Don’t forget to include Pence and Kushner in the blame. Why has the boy genius negotiator refused to come through for us, since he’s so brilliant at negotiating solutions? Does he love Canada more ? (sarcasm)
Chyron HR
@germy:
In fact, only 1/8 of Bernie’s “progressive” supporters voted for Trump when Bernie wasn’t on the ballot in 2016.
kd
Also it’s not true for essential workers if they already scheduled vacation during the shutdown. Their only option is Leave Without Pay and they so they don’t get paid at all:
“Workers cannot substitute paid leave for furloughs if the government is closed. This means that if an employee has already scheduled leave, either for a vacation or medical leave, those paid days off would be cancelled during a shutdown. Workers would have to accept unpaid furloughs.
Congress often approves shutdown pay retroactively for furloughed workers, meaning those who took vacation during their furloughs could eventually get paid for the days they were gone, but those days would not be counted as vacation time.
For employees deemed essential by their agency, the outlook is bleak.

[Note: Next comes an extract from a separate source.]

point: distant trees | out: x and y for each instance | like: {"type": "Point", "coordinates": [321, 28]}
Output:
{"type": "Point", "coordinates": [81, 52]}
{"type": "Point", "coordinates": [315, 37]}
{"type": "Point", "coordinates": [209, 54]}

Their already scheduled leave would be cancelled during a shutdown and they would be required to come into work or be labeled “Absent Without Official Leave.””
Mnemosyne
@Jim, Foolish Literalist:
Here’s an interesting thing that seemed to manifest in last year’s election: I don’t think there are nearly as many of those anonymous Republican millionaires as the Republicans kept claiming. I think that was how they were laundering Russian money into their SuperPACs that have no accountability.
And as I said before, I think someone in the Deep State figured out how to turn off that Russian money spigot prior to the election, because suddenly organizations that were swimming in money for the 2016 election were saying they were going to have to declare bankruptcy.
McConnell is chin-deep in the Russian money shit, and he knows it.
J R in WV
@rikyrah:
Yes, there are bar-code readers — the problem here is that the actual vote information is encoded in there using a proprietary coding known only to the voting machine manufacturer, which is the whole point of the exercise.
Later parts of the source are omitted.